The marshy land and sandy soil creates an interesting woody terrain for players. Whispering Pines’ design wouldn’t be complete without the wide fairways and deep bunkers. If someone isn’t from the area the club offers private cabins near the course for guests.
Old Sandwich Golf Club is a Masterpiece
It may seem like a strange name for a golf course, but Old Sandwich Golf Club in Plymouth, Massachusetts has one of the craftiest designs out there. Bill Coore and Ben Crenshaw created a masterpiece full of classic concepts, including contours on the green, angular fairways, uniquely-shaped bunkers, and precise tee boxes.
Some holes that stand out are the 4th, 5th, and 7th where players are able to use the gorgeous terrain to actually help them make their shots.. One example is the par 5 on the 6th hole where golfers hit a blind tee shot on a raised plateau.
Maidstone Club: An Exclusive Golf Experience
Maidstone Club gets its name for East Hampton, New York’s original name of Maidstone. After almost 130 years the course is still one of the best in the world and is extremely difficult to get into. Even celebrities like Groucho Marx, George Plimpton, and Diana Ross were all denied membership.
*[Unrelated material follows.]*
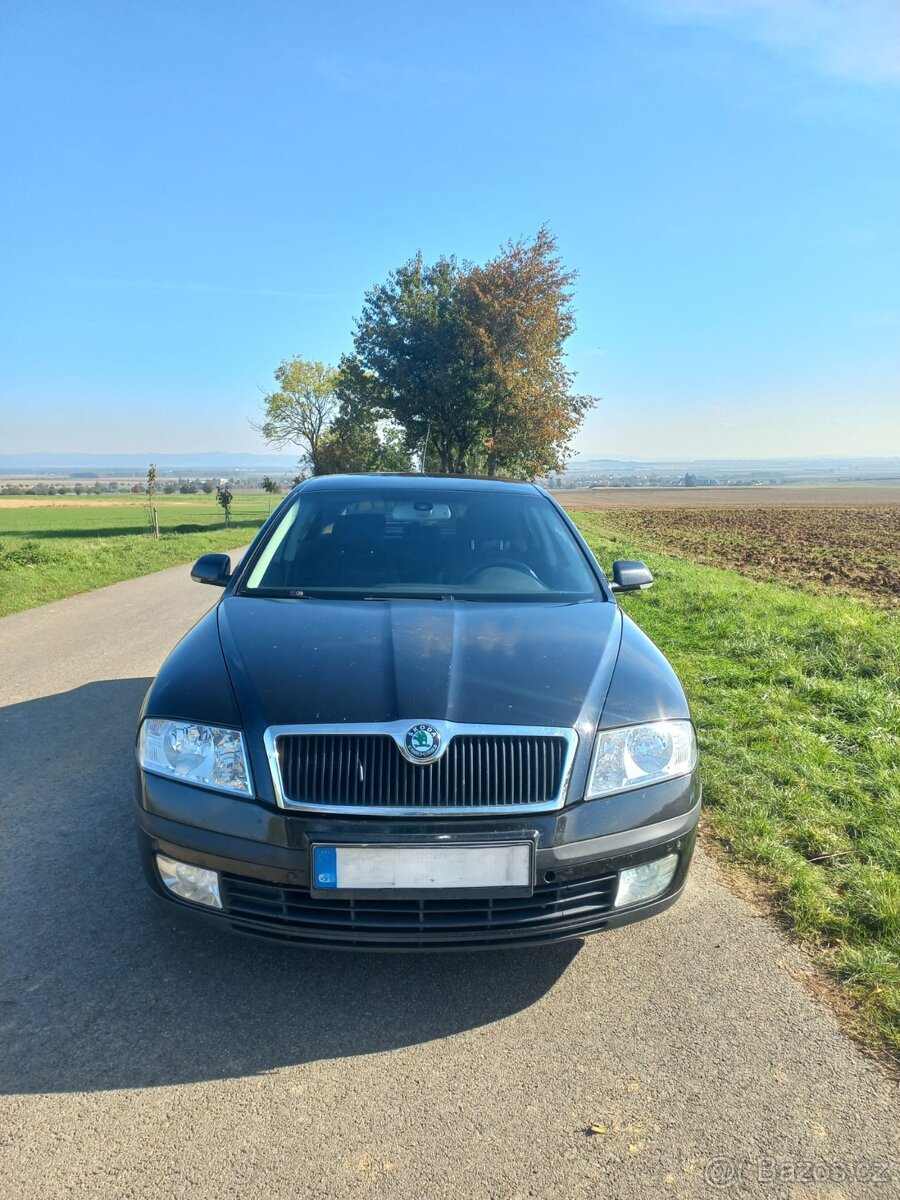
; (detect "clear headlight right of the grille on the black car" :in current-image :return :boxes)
[586,721,697,800]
Dunes are scattered around the course to protect it from the destruction caused by the Atlantic Ocean. No two holes are set in the same direction, so players can expect something different along the entire course. The combination of its rich history, the beach environment, firm greens, and classic link holes keep golfers coming back for more.
Myopia Hunt Club is a Course Like No Other
South Hamilton, Massachusetts is the setting for Myopia Hunt Club’s quirky course layout. When golf was just starting to become popular in late-1800’s America, most were nine-hole courses that later expanded to 18-holes toward the turn of the century. There isn’t a course quite like this one anywhere on earth.
There are random and haphazard bunkers that appear in odd places. These bunkers have weird shapes that almost look like bathtubs across bathmat-like greens. Be on the lookout for the 12th hole, which is considered one of the toughest in golf history.
The Valley Club of Montecito Is an Exquisite Experience
Alister MacKenzie was the mastermind behind the design of The Valley Club of Montecito in Montecito, California back in 1929. This exclusive course of only 300 members is actually known for being quite laid back. Golfers have come to appreciate this simple and subtle course featuring impressive bunkering, routing, and greens.
The Valley Club of Montecito was built in an area where players can experience a ton of wildlife and have clear views of the majestic mountains at any angle. It’s definitely a challenging course with differing elevations and lots of bunkers, but it’s kept in great condition. There are also cottages available to rent for out of town golfers.